Has anyone submitted tax returns using milage done in a rented vehicle. I have waited too long on the IRS phne queue to ask that question and wondered if someone else has checked that and got an answwr from the IRS or a CPA.


----------



## UberTaxPro (Oct 3, 2014)

Ubercology said:


> Has anyone submitted tax returns using milage done in a rented vehicle. I have waited too long on the IRS phne queue to ask that question and wondered if someone else has checked that and got an answwr from the IRS or a CPA.


If you do not *own* or *lease* the vehicle you can't use the standard mileage rate. That's because the standard mileage rate includes an allowance for depreciation (wear and tear) and only the owner or lessor is allowed to claim that. The question for you is your car a rental or a lease?


----------



## Ubercology (Oct 17, 2016)

UberTaxPro said:


> If you do not *own* or *lease* the vehicle you can't use the standard mileage rate. That's because the standard mileage rate includes an allowance for depreciation (wear and tear) and only the owner or lessor is allowed to claim that.

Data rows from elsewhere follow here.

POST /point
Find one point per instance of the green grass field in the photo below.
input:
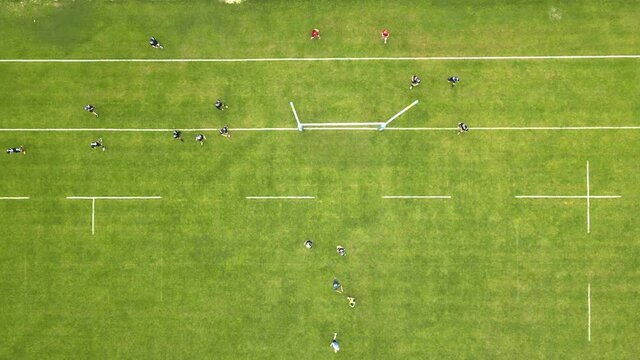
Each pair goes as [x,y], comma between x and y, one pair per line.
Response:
[206,273]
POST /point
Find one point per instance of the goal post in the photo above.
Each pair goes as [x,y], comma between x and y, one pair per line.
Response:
[375,125]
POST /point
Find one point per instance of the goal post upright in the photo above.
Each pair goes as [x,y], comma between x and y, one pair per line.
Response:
[377,125]
[384,125]
[295,114]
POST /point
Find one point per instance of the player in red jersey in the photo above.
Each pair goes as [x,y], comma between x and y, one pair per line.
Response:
[315,34]
[385,35]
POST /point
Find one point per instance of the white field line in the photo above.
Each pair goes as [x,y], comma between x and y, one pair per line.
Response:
[400,58]
[589,311]
[113,197]
[343,129]
[280,197]
[295,114]
[588,202]
[567,197]
[400,113]
[416,197]
[522,128]
[342,124]
[531,128]
[93,216]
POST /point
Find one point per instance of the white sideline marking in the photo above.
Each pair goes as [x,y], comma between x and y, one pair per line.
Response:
[93,216]
[342,124]
[113,197]
[400,113]
[93,204]
[400,58]
[588,197]
[341,128]
[588,202]
[279,197]
[589,310]
[417,197]
[568,197]
[295,114]
[530,128]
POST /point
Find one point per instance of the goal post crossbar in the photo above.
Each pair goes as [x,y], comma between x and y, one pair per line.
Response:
[379,125]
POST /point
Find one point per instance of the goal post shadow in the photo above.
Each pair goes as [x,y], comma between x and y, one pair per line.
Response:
[377,125]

The question for you is your car a rental or a lease?


Rent, so I cannot take the milage deduction.


----------



## UberTaxPro (Oct 3, 2014)

Ubercology said:


> Rent, so I cannot take the milage deduction.


I'm 99% sure. Wouldn't the actual rent expense be more than the mileage anyway? Can you change the contract to a lease?


----------



## SEAL Team 5 (Dec 19, 2015)

Ubercology said:


> Rent, so I cannot take the milage deduction.


Nope, you can just deduct your actual cost. Rental, insurance, gas and any other fees incurred with the lease/rental.


----------



## Mars Troll Number 4 (Oct 30, 2015)

Ubercology said:


> Has anyone submitted tax returns using milage done in a rented vehicle. I have waited too long on the IRS phne queue to ask that question and wondered if someone else has checked that and got an answwr from the IRS or a CPA.


You can deduct actual costs... IE the total amount you are paying to rent the vehicle. You will need receipts for gas as well.

This is how taxi drivers who are ICs do it. I can write off my vehicle lease, Gasoline, and credit card service charges, and tolls, (the entirety of my costs) but i can't deduct by the mile.


----------